I'd say 1 out of 15 times I plug the adapter in and press play, I get no sound, like the DAC didn't turn on. Takes me a second to realize it's not working or that my podcast isn't buffering, and is indeed playing. Then I unplug/plug back in and I missed a few lines in the podcast.
The adapter needs to be as reliable as analog at the least.
Been 3 or 4 times I had to actively stop listening to something to charge my phone for 30 minutes or so. It's not that I was listening for 10 hours straight and should "give my ears a rest" as many proponents of losing the jack suggest. It's just that my phone was almost dead when I went to listen and I didn't realize. Happens to me on days I take a lot of phone calls. Calls just kill my battery, especially on the iphone7 which seems to have the weakest cell antenna of any iPhone I've ever owned (3G, 3GS, 4, 5, 5S, 6, 7). I drop 1 out of 4 calls. I lose service on roads I've travelled for years. I lose service in my local grocery store, Target, and Wal-Mart. Go into a big building and no service. Same on my wife's iphone7. As a food photographer, I spend a lot of time in these stores shopping for ingredients, then a lot of time in headphones as I cook/photograph. Not like I live in the middle of nowhere, I can see Walt Disney World's fireworks from my porch. I'd think it was network congestion if it got better at any time in the night. Same on my wife's 7.
To be honest, looking back, I kind of feel like an idiot having upgraded from the 6 to the 7. Only meaningful change was the extra speaker. But my signal sucks and I have no headphone jack.
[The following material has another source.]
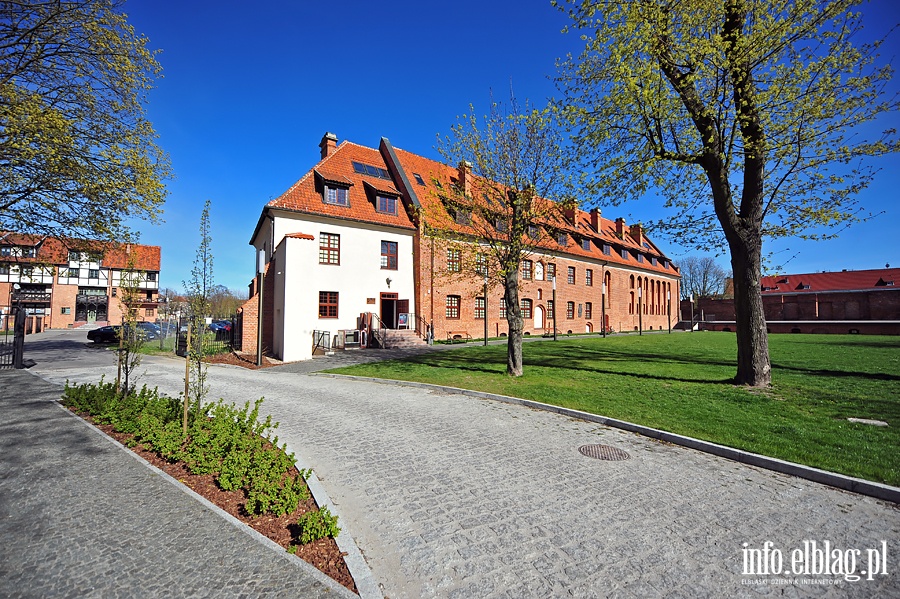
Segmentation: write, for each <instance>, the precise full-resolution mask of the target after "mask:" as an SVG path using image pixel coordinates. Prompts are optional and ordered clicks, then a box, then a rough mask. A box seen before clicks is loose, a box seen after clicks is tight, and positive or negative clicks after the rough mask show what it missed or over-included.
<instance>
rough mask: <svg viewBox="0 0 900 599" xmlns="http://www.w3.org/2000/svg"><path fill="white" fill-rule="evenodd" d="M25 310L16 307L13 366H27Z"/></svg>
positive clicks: (21, 366)
mask: <svg viewBox="0 0 900 599" xmlns="http://www.w3.org/2000/svg"><path fill="white" fill-rule="evenodd" d="M24 354H25V310H23V309H22V308H21V307H19V308H18V309H16V321H15V331H14V334H13V368H17V369H19V370H21V369H22V368H25V365H24V364H23V362H24Z"/></svg>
Frustrations with the jack are definitely short and infrequent, but they're more often than the no frustrations when there was a jack. The change could've been handled better by Apple. Not enough reason to have done it on this specific form factor, seeing as the phone is the same size as it was. They could've used a visually obvious reason to lose the jack (phone is too thin) or major leaps from the use of the Lightning jack...A bigger adapter with a high quality / high resolution DAC inside that obviously couldn't fit in the phone. Even the better DAC option was available on older iPhones, as the headphone jack was never limiting the use of Lightning or especially Bluetooth... I just expected Apple to spin the loss of the jack with a greater focus on audio quality overall. Instead, they only focused on the ease of use of Bluetooth with the AirPods... a product that works the same on older iPhones. They missed a real opportunity to convince people that the Lightning port was the only way to get high resolution audio... even though that's not true at all (3.5mm can push super high res audio just fine), I would've embraced a push into better sound quality and at least got SOMEthing out of the loss of the jack. I was convinced it would happen and with a rollout of a toggle to switch to lossless in Apple Music.